# The Arlington Bottling Co, Chas Jacobsen Prop, Washington D.C.



## B0ttleR0cket (Jul 25, 2021)

This was one of a bunch of bottles that I bought from a crate of bottles that were all pulled from the water. I only paid $2 for it. The Arlington Bottling Company was founded in 1884, and I'm thinking that this might be from right around that time. The seam stops at the bottom of the neck, and the neck is a little crooked. I always love these weird imperfections in bottles! I also love that anchor on the bottom.


----------



## CanadianBottles (Jul 25, 2021)

That's a nice bottle!  Late 19th century looks about right for it, that seems to be when that script embossing was typically used.  The top looks a bit odd to me, is it a crown or a blob?


----------



## B0ttleR0cket (Jul 27, 2021)

CanadianBottles said:


> That's a nice bottle!  Late 19th century looks about right for it, that seems to be when that script embossing was typically used.  The top looks a bit odd to me, is it a crown or a blob?

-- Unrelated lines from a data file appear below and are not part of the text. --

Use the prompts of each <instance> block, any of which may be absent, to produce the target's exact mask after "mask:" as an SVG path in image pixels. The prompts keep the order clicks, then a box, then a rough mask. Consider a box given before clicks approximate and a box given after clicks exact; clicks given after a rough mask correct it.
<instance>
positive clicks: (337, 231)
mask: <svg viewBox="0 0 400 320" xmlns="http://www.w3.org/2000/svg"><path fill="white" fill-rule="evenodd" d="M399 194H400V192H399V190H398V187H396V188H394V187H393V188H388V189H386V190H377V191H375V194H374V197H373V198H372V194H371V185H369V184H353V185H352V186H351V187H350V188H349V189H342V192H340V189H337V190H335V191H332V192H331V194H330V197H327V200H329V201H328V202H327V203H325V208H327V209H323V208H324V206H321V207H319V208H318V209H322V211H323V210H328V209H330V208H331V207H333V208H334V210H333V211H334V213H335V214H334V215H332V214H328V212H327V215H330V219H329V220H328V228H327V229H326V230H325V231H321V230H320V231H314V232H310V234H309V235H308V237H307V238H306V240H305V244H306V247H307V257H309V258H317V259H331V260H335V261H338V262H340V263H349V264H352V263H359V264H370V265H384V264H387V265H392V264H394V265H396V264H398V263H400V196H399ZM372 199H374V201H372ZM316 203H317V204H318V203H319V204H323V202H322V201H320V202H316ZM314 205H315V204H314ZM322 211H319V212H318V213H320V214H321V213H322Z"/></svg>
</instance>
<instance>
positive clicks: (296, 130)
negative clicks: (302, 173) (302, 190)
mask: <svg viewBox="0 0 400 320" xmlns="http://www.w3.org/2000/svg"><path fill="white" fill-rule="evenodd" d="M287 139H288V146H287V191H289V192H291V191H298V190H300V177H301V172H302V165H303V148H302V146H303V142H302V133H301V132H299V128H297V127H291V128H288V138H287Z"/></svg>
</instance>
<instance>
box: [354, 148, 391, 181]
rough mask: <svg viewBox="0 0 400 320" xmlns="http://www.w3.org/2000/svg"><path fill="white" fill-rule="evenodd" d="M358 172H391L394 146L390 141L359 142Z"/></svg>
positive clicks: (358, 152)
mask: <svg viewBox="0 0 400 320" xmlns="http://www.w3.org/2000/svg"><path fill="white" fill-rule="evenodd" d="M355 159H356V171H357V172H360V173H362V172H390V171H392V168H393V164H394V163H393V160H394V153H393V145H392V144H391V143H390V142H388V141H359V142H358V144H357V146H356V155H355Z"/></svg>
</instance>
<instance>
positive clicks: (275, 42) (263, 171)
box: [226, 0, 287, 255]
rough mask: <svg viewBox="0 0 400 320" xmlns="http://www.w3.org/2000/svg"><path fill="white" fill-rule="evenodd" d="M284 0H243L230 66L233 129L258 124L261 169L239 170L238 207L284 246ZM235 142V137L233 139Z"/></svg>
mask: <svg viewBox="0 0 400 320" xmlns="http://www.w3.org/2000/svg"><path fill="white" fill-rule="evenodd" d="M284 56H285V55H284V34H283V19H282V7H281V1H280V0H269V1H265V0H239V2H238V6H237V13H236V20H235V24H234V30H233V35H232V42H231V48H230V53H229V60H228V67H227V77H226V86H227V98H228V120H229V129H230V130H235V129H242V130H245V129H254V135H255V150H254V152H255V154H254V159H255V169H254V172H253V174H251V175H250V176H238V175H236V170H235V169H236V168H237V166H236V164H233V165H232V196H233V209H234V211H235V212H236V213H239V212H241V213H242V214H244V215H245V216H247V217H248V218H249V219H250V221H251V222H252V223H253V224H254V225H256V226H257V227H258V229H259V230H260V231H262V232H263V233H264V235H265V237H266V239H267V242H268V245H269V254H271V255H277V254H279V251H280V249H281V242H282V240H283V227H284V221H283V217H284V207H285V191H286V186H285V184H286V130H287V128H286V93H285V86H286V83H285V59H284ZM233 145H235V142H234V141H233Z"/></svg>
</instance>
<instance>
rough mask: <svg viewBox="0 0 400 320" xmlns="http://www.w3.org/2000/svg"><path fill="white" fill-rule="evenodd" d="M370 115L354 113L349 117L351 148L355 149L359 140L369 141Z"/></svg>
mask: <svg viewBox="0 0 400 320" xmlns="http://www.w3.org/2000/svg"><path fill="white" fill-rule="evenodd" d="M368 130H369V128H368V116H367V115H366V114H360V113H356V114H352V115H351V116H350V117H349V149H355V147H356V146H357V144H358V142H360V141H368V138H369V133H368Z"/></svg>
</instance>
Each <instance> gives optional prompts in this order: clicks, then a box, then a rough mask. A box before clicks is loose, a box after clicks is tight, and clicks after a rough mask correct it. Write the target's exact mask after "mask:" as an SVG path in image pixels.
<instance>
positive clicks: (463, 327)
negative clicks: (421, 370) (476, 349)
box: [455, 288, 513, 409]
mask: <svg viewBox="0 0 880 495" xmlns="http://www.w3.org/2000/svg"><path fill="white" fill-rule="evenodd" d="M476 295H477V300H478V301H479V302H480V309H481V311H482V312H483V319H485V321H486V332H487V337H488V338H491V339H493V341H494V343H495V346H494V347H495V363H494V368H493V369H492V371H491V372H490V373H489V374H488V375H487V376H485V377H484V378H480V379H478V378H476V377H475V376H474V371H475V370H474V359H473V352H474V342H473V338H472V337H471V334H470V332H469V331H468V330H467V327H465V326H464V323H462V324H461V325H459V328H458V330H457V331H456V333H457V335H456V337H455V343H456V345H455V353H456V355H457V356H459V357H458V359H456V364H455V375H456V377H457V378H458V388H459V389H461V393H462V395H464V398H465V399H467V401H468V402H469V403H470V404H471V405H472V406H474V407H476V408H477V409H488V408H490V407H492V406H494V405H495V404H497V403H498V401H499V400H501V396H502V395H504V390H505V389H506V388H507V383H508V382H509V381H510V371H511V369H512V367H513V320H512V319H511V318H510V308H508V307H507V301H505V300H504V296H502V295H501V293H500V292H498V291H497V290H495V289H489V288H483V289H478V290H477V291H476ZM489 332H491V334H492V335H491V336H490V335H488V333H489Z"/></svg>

It's a crown top. Such an unusual bottle!


----------



## CanadianBottles (Jul 27, 2021)

B0ttleR0cket said:


> It's a crown top. Such an unusual bottle!


Probably a pretty early crown then from the looks of it.  It's definitely not from the 1880s as the crown top wasn't invented yet then, but the 1890s is pretty likely based on the looks of it.


----------